這麼說柳尚義心中便有些愧疚,這些年來他對兩個孩子是什麼都沒做過,也就是這幾年,想為他們做些什麼的想法是越來越強烈,長子長女他想彌補,次子他也疼,“娘,說不定兩個也能收。”

“那思霖得是神童那南松書院才會給你破這個例了。”柳老夫人哼著說,柳尚義的神情一訕,說白了,若是沒有青蕪求他在先,他是不會主動替兒子去做這件事。

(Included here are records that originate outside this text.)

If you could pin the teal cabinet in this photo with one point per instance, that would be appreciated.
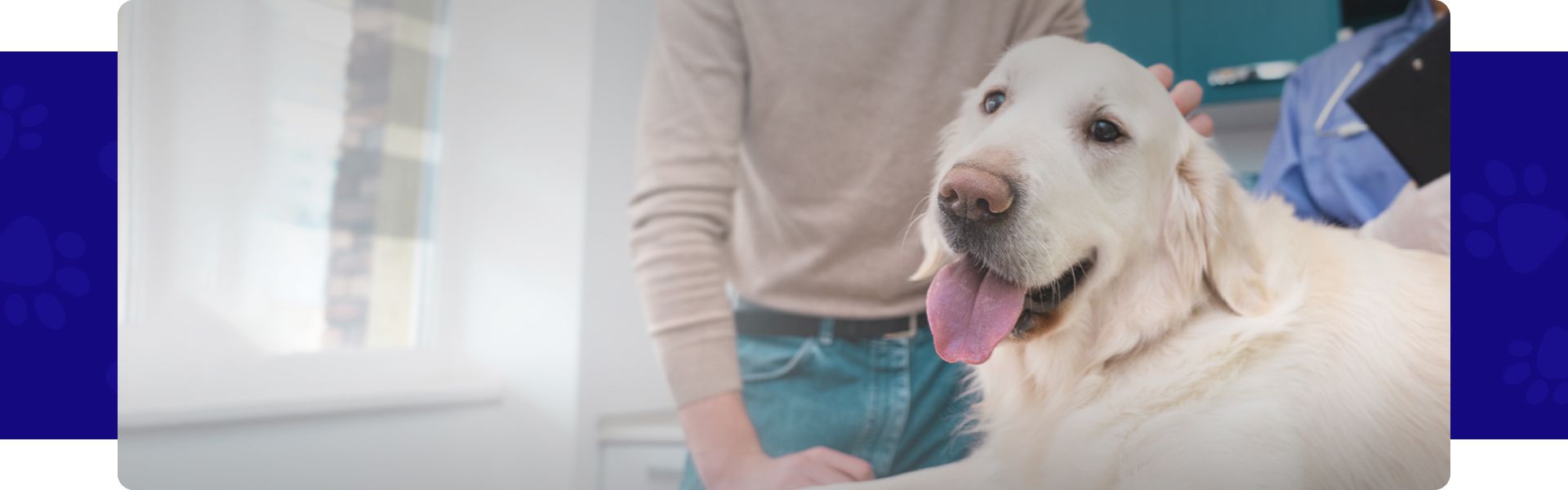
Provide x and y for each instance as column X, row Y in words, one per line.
column 1198, row 37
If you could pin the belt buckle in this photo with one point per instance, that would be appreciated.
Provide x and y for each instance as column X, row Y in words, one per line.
column 906, row 333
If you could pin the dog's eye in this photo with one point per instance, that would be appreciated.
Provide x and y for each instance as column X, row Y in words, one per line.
column 993, row 101
column 1104, row 131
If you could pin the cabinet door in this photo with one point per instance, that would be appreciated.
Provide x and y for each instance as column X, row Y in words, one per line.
column 1218, row 33
column 1142, row 29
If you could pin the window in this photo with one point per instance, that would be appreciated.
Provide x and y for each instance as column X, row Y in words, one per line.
column 276, row 206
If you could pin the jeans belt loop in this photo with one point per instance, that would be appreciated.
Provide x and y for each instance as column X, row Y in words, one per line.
column 906, row 333
column 825, row 332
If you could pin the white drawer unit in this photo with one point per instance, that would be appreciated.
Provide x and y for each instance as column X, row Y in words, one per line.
column 640, row 451
column 640, row 466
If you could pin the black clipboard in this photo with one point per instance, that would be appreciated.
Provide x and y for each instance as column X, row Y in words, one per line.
column 1407, row 105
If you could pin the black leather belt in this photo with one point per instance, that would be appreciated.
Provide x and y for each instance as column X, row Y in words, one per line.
column 755, row 319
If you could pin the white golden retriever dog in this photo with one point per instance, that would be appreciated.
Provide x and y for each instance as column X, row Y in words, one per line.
column 1138, row 323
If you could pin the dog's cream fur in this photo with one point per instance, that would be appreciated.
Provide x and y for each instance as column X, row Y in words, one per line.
column 1218, row 341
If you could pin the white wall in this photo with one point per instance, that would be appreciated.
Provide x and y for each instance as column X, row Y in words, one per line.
column 620, row 372
column 514, row 122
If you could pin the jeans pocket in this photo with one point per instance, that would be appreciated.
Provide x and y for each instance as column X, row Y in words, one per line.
column 772, row 357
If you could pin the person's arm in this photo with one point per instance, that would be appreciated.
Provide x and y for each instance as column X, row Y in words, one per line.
column 693, row 101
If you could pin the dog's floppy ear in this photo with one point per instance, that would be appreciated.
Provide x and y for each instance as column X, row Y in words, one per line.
column 937, row 253
column 1208, row 233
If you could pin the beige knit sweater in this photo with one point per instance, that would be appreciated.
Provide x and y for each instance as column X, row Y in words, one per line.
column 786, row 146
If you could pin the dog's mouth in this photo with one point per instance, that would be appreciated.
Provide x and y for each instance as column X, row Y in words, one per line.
column 974, row 308
column 1041, row 304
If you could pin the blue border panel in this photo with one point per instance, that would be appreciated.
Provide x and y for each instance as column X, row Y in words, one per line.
column 57, row 245
column 1510, row 274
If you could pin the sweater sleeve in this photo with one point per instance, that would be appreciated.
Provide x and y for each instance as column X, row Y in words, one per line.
column 1046, row 18
column 688, row 149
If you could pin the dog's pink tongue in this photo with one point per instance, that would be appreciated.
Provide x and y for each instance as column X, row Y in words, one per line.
column 971, row 311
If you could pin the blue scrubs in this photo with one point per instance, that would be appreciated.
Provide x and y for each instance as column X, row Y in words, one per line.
column 1327, row 176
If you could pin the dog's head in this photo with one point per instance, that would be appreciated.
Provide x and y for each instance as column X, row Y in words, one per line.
column 1063, row 167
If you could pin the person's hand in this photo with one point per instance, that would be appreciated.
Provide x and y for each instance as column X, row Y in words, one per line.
column 806, row 469
column 1187, row 95
column 1418, row 219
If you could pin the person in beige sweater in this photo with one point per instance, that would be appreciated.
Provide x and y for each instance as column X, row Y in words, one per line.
column 784, row 148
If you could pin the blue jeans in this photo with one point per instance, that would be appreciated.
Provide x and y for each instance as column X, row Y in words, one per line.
column 891, row 403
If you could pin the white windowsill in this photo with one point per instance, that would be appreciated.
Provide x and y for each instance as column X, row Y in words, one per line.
column 160, row 394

“你們院子裡的事我懶得管,不想管,就算是你們做不到一視同仁,那也不能給孩子差了,要知道思煜才是你的嫡長子,你答應了要給思霖好的,你可曾想過你給青蕪他們做過什麼。”柳老夫人指了指他身上的衣服,“父子之間那來隔夜仇,這件事就是你們關係緩和的好契機,難道一輩子就這麼冷冰冰的過了,那都是你的孩子。”

柳老夫人養著這兩個孩子,也悉知這兩個孩子的脾氣,記得恩的,也是個記得仇的,別說孩子是不記恨的,他若真記恨上了,時日一久,難化解。

“媳婦你已經娶進門,我不說她的不是,我就說說你這做丈夫當爹的不是。”柳老夫人讓馮媽媽給他倒了茶,細數起他這不合格的幾宗罪,“當初兩個孩子為什麼養到我跟前,是因為下人伺候不周,思煜的命險些都沒了,究其原因是什麼,主子不重視,你這當爹的這一宗罪在於對兩個孩子不聞不問,你若是關心著他們,那些下人哪敢這麼猖狂。”

“過去思煜想要親近你,你自一副嚴父的樣子,你只嚴不慈,孩子的心就和你越來越疏遠,你不聽不問不教,一來就是訓斥,孩子打鬧,你又是怎麼處理的,這一宗罪,你這爹不會當!”

柳尚義臉耳根子泛紅,那是羞的。

“這其三,你心中想為孩子做些什麼,如今你媳婦鬧著,說你答應了的沒做到,沒讓思霖去,你又覺得待思霖薄了,她當無主母樣無母親樣,你也沒有個男主人該有的魄力樣。”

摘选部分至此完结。